Because the iris dataset does not contain any missing values or other irregularities. We can immediately jump to further preprocessing steps. For the full code see ....
We will first split our training set into test and train.
data(iris)
set.seed(123)
# Define the split ratio
split_ratio <- 0.75
# Create training and testing indices
train_indices <- sample(seq_len(nrow(iris)),
size = round(split_ratio * nrow(iris)))
# Split the data
train_data <- tibble(iris[train_indices, ])
test_data <- tibble(iris[-train_indices, ])
This results in 112
samples in the training set and 38
in the test set.
After cleaning and splittign the data we can now start with the start exploration.
Because the iris dataset is quite well know I will skip describing the features and what they mean and jump straight into graphical analysis.
We will start with a simple PCA plot
pca_result <- prcomp(train_data %>% dplyr::select(-Species), scale. = TRUE)

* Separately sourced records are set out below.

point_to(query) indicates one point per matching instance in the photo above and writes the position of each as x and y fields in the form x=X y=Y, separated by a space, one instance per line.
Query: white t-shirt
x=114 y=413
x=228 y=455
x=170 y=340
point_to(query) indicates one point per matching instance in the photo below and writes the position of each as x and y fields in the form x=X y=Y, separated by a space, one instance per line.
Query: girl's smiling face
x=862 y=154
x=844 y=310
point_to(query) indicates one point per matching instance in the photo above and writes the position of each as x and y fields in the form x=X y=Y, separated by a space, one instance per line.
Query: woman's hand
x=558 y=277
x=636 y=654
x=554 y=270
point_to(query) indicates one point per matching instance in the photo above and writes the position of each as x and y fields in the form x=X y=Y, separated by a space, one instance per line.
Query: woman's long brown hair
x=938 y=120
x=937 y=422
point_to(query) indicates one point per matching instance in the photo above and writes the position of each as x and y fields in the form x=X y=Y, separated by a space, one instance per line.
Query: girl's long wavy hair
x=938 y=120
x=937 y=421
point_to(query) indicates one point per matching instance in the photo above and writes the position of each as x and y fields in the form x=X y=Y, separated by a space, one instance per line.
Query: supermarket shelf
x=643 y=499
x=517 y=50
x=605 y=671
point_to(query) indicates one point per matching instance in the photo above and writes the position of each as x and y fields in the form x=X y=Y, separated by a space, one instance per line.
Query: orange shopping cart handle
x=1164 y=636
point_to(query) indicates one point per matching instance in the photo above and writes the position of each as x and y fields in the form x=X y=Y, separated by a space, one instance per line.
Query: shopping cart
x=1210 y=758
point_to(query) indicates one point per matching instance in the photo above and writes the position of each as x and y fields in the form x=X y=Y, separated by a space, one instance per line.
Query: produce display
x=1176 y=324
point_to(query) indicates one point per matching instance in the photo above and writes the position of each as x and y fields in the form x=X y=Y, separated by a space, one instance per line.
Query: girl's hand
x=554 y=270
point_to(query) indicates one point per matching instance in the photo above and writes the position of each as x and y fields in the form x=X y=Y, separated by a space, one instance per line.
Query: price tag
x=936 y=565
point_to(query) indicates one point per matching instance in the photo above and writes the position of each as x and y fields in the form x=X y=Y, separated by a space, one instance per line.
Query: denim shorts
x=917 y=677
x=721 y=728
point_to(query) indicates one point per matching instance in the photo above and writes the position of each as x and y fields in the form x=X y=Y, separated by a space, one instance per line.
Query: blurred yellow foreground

biplot <- ggbiplot(pca_result, obs.scale = 1, var.scale = 1,
groups = NULL, ellipse = TRUE, circle = TRUE) + theme_minimal()
This tells use already that most of the variance is explained by the first principal component or in other words by the a linear combination of the sepal length, petal length and petal width. This presents us with two choices, we could directly use the PC1 as a predictor or we can use the three featues as predictors separately.
We will use them separately. Another way of visualizing the data is with a series ob box plots.